Le hard maxxing, c'est la moitié de la tendance qui implique cliniques, aiguilles et temps de récupération. Une partie de ce qui tombe sous le label est de la médecine raisonnable et bien étudiée. Une autre est de l'invention de forum déguisée en biohacking. La ligne compte parce que le downside n'est pas symétrique : un filler raté se résout, un zygomatique fracturé, non.
Ce que veut dire hard maxxing
En pratique, le hard maxxing couvre toute procédure qui traverse la barrière cutanée ou remodèle des tissus : médecine esthétique, injectables, dispositifs à énergie, restauration capillaire et, à l'extrême, chirurgie maxillo-faciale ou orthognathique. Il s'oppose au soft maxxing, qui reste dans le style de vie et le soin topique.
Le cadrage responsable est séquentiel. Les procédures esthétiques ne devraient être envisagées qu'une fois les fondamentaux du style de vie en place. Sommeil, entraînement, skincare et nutrition bougeront plus l'aiguille, moins cher et de façon plus réversible, que n'importe quel injectable, et déterminent aussi comment un résultat clinique s'installe sur le visage.
Options non invasives
Le tier de plus faible risque du travail clinique.
- ●Microneedling, qui crée des micro-blessures contrôlées pour stimuler le collagène
- ●Skin boosters, hydratation à base d'acide hyaluronique injectée dans le derme
- ●Plasma riche en plaquettes (PRP) pour la qualité de peau et, dans certains protocoles, la densité capillaire
- ●Traitements laser pour cicatrices d'acné, pigmentation, lésions vasculaires
Tout ça a des preuves publiées, des profils de complications réels et un retour attendu raisonnable quand c'est fait par un praticien qualifié sur un bon candidat.
Injectables
Les deux grandes catégories sont neuromodulateurs et fillers.
La toxine botulique adoucit les rides d'expression en relâchant temporairement les muscles qui plissent la peau. Utilisée avec retenue sur front, glabelle et pattes-d'oie, c'est l'une des interventions les mieux étudiées de la médecine esthétique.
Les fillers à base d'acide hyaluronique ajoutent du volume. Cibles courantes : pommettes pour projeter, lèvres pour définir, mâchoire et menton pour contourer le tiers inférieur.

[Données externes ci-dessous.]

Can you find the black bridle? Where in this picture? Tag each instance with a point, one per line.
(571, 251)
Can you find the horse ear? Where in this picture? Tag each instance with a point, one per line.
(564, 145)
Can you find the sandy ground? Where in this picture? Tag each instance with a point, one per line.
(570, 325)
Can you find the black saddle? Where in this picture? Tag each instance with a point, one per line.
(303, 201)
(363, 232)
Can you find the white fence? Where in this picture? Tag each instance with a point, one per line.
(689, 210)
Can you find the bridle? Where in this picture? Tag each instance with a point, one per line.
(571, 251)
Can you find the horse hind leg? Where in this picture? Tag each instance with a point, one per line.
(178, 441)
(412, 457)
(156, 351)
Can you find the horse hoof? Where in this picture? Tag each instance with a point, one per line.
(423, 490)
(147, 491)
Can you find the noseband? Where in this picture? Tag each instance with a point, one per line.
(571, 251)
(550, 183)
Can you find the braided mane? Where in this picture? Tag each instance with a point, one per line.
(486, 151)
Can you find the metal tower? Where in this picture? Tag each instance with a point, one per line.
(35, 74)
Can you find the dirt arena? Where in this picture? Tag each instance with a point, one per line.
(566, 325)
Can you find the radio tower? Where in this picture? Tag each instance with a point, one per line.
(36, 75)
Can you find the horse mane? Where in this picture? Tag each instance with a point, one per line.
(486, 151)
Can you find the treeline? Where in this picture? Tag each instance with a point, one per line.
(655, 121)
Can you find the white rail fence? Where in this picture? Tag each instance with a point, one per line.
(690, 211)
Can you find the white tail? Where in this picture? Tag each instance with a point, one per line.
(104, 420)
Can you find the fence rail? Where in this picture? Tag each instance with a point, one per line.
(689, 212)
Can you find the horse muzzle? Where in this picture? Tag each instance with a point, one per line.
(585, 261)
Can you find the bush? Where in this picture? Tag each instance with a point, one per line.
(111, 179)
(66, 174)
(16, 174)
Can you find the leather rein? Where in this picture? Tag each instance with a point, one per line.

Le filler est en principe réversible puisque la hyaluronidase dissout les produits à base d'acide hyaluronique, mais on aborde la procédure comme si le résultat était permanent.
Les visages sur-injectés sont devenus l'un des échecs les plus reconnaissables de la tendance. Si ta photo de référence est une célébrité retouchée depuis dix ans, tu ne regardes pas un résultat de séance unique.
Procédures à éviter
C'est là que la communauté sort de la route. L'exemple le plus net, c'est le bonesmashing, la pratique consistant à frapper les os du visage au marteau ou à un objet similaire pour provoquer un remodelage. Ça circule sur TikTok et sur les forums looksmax. Ce n'est pas une procédure médicale. C'est de l'automutilation avec un vernis marketing.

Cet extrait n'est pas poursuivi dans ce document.